The felony arrest rate among African American/black youth in 2015 was substantially higher than other racial and ethnic groups in California. At 24 arrests per 1,000 youth, the rate among this group is about 8 times higher than the felony arrest rate among white youth.
Encouragingly, nearly all of the 21 counties with data have seen improvements in felony arrest rates for African American/black youth over the past 17 years. Since 1998, San Francisco County saw a particularly sharp, though volatile, decrease, while San Joaquin County experienced the second largest rate drop since that year.
Youth who have contact with the juvenile justice system are at increased risk for a number of negative long-term outcomes when compared with the general youth population. For example, an estimated 30 percent of the youth who enter California’s juvenile justice system have mental health issues and those who have been held in detention have higher rates of attempted suicide and psychiatric disorders than youth who have not been detained. Additional long-term outcomes include injury, substance use and dependency, dropping out of school, and early pregnancy.

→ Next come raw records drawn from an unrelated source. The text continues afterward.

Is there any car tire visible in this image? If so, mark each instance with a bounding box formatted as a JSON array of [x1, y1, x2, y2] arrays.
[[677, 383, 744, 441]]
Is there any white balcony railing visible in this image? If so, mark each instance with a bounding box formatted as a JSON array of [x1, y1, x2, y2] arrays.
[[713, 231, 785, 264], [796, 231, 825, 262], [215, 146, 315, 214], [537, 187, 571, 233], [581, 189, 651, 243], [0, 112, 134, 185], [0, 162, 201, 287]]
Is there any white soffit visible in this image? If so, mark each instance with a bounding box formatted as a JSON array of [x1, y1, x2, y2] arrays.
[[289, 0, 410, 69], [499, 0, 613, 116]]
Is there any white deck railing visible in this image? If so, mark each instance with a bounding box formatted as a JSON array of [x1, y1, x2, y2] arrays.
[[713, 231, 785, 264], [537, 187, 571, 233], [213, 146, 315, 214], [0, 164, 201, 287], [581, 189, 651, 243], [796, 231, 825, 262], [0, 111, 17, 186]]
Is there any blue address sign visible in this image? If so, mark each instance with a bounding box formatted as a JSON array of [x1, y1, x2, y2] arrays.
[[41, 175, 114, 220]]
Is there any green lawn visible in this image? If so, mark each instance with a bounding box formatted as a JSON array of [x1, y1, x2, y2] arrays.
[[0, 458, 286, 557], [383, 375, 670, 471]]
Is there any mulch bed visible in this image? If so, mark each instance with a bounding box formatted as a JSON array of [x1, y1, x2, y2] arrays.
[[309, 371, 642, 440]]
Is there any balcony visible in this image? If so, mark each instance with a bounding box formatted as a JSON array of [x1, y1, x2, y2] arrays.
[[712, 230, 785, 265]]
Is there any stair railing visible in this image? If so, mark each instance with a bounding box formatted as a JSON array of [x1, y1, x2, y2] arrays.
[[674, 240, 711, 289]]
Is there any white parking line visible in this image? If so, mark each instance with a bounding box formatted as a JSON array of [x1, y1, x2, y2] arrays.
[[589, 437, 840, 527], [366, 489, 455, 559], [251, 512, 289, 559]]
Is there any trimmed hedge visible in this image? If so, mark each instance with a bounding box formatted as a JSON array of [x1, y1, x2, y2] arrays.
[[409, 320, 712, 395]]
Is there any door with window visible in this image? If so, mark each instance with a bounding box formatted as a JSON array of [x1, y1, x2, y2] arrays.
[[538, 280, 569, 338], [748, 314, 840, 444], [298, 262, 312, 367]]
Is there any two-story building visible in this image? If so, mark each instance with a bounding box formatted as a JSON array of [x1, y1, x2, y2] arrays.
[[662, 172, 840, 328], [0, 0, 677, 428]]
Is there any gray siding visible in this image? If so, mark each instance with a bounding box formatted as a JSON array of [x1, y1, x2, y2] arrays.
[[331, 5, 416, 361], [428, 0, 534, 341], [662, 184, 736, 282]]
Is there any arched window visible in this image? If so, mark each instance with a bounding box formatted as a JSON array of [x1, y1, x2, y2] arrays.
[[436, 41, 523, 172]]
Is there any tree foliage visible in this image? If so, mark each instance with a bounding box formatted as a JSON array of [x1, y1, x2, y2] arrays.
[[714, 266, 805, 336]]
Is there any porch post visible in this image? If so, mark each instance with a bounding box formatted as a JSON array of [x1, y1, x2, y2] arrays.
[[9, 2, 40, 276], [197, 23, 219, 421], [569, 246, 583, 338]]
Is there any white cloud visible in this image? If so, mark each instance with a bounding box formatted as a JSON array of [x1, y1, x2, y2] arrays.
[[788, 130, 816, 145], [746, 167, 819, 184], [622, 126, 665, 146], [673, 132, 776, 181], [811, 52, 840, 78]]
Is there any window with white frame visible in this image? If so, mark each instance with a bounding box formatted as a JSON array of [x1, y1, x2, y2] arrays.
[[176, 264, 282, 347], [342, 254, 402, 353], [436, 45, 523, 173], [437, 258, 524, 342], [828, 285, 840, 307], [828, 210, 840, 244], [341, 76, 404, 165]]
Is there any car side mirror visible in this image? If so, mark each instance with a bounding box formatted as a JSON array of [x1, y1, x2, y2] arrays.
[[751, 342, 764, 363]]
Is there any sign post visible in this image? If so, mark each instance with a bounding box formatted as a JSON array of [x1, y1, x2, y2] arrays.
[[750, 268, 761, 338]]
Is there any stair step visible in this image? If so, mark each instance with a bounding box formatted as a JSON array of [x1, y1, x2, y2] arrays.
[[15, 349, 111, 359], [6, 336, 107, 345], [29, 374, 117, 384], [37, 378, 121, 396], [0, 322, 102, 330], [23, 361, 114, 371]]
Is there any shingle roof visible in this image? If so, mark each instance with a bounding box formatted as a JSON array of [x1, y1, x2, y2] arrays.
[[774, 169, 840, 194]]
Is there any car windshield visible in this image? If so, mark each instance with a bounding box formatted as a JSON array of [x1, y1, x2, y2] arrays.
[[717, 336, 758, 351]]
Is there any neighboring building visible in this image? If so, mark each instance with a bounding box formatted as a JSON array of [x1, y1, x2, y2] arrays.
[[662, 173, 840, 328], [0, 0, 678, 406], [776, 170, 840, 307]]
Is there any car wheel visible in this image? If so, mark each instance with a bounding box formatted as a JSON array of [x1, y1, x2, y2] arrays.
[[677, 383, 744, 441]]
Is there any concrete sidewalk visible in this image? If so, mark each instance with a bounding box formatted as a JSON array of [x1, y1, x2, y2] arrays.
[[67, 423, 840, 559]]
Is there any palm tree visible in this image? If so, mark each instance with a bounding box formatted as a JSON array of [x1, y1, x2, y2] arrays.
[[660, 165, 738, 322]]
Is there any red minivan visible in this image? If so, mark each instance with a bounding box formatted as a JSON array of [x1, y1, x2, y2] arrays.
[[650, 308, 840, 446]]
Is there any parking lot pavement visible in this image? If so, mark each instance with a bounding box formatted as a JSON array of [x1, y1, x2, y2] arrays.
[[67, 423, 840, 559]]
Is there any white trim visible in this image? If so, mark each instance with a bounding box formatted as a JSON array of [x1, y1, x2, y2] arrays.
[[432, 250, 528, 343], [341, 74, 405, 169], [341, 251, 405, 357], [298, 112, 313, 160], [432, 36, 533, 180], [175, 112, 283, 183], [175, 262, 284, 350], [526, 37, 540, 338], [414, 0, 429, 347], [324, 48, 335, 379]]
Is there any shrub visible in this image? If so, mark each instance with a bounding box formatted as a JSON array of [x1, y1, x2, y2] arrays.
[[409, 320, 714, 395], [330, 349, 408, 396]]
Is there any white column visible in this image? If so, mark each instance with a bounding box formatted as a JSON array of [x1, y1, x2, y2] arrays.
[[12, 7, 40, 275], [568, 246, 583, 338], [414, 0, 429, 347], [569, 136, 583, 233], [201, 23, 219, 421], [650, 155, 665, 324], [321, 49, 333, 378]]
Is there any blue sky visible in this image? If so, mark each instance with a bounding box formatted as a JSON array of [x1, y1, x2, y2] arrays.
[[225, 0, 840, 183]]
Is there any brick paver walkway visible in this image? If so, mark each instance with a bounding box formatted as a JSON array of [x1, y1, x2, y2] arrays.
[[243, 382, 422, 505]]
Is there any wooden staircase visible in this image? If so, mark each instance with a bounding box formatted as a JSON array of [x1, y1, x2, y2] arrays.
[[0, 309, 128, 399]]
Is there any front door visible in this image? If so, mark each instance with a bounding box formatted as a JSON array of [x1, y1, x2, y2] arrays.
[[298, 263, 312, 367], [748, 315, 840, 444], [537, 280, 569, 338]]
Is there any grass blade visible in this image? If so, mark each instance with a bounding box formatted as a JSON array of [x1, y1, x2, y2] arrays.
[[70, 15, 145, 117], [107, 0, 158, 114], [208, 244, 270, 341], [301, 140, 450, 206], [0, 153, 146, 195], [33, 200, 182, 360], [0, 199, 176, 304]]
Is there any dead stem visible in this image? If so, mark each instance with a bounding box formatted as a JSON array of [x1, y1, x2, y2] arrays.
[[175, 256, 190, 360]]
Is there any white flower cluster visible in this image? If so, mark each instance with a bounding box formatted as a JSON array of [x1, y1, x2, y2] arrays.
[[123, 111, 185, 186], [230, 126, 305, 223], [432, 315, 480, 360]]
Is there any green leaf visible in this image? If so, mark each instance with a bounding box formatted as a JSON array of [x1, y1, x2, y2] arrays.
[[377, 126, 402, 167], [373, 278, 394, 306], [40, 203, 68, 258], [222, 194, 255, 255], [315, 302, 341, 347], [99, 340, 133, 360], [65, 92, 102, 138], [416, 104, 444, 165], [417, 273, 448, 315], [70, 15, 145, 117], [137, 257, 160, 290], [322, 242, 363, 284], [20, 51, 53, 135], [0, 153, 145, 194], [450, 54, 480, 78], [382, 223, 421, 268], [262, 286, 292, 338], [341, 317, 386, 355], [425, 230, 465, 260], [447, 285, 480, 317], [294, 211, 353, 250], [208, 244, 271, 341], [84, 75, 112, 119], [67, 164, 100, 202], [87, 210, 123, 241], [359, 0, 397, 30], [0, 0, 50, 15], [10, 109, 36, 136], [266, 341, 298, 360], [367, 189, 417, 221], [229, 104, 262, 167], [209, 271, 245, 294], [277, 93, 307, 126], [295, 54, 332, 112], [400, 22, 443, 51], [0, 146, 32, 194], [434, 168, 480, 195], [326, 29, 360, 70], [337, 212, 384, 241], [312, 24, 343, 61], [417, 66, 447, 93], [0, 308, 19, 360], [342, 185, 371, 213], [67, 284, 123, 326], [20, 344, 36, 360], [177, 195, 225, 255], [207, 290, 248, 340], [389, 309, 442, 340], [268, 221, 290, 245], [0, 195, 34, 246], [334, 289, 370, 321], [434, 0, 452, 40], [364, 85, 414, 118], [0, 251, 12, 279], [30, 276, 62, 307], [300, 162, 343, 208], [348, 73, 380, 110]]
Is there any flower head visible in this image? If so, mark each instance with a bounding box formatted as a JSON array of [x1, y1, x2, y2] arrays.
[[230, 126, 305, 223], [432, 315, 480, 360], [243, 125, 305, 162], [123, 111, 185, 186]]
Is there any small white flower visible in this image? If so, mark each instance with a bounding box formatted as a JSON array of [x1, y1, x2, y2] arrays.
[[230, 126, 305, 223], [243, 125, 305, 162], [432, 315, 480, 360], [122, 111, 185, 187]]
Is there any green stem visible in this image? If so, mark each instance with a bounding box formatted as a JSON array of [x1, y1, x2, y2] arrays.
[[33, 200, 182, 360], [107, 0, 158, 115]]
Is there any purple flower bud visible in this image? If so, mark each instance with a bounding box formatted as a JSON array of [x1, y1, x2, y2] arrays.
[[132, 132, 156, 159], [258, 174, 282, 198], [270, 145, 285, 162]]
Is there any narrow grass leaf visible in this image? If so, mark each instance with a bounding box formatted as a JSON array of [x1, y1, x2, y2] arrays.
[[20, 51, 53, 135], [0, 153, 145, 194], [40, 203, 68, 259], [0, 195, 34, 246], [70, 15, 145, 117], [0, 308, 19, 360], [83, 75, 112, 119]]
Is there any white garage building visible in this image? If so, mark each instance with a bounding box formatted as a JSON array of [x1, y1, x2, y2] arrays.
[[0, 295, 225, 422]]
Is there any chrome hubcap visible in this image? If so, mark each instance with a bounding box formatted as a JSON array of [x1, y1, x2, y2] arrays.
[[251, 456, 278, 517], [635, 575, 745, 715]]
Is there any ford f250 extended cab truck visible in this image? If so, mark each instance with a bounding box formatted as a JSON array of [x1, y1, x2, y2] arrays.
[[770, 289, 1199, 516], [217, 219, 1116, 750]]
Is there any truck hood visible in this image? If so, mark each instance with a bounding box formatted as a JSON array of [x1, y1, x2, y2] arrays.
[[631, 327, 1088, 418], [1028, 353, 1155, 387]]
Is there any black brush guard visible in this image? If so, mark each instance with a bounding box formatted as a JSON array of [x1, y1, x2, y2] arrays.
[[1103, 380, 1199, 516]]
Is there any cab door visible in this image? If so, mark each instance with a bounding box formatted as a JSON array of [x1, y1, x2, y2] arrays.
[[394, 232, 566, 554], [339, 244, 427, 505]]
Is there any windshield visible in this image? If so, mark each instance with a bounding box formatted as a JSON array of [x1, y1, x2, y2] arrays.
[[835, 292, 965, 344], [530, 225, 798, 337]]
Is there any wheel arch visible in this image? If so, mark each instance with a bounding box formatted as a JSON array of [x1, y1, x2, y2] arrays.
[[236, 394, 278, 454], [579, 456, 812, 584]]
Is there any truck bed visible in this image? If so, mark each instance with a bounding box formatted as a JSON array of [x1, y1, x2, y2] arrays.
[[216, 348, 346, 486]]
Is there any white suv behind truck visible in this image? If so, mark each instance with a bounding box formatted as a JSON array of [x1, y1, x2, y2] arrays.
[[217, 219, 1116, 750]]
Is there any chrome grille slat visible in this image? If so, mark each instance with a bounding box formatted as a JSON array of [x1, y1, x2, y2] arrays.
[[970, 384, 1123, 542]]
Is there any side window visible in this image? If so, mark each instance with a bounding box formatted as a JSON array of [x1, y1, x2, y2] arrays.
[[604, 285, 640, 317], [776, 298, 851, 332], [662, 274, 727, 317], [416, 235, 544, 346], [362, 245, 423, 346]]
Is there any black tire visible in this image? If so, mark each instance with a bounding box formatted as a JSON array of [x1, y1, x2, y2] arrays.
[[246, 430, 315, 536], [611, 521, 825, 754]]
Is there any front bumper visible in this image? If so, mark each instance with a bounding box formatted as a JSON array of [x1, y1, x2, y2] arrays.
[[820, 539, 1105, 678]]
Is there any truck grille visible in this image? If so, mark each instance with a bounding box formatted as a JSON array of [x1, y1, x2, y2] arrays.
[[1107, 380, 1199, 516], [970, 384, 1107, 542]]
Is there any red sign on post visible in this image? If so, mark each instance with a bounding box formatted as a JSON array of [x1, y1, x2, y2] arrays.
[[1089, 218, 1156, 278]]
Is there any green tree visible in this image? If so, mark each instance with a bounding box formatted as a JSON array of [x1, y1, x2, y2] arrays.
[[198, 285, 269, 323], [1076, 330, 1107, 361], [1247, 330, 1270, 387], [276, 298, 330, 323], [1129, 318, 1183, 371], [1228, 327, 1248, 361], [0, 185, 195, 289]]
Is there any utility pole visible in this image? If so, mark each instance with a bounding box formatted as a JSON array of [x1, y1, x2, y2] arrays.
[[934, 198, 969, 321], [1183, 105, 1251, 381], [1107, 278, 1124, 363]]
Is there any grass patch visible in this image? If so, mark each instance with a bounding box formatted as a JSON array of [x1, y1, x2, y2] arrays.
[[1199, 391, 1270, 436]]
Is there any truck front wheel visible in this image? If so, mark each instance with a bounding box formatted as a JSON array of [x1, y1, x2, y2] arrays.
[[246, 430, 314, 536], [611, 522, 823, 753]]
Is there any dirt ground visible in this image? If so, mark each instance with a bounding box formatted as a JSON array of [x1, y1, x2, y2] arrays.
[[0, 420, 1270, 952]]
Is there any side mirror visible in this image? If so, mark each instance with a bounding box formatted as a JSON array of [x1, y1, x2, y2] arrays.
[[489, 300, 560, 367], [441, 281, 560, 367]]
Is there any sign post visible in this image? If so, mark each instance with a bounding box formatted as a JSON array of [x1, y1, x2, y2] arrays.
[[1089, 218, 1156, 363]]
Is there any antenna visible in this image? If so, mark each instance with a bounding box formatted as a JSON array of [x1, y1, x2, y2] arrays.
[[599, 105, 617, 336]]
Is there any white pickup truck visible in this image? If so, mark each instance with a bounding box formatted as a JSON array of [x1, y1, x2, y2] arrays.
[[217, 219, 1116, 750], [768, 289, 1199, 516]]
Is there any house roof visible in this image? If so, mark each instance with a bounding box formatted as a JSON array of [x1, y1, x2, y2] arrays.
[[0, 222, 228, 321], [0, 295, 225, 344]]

Policymakers within the justice, education, and social services systems can play a role in improving the way we address juvenile crime. Policy options include redirecting young offenders toward rehabilitative programs instead of the juvenile justice system and conducting case-specific assessments of an individual’s circumstances.
Currently, there is not a minimum age for entering the juvenile court system in California. If passed, Senate Bill 439, under review by the legislature, would establish 12 years of age as the minimum age over which the juvenile court has jurisdiction in California.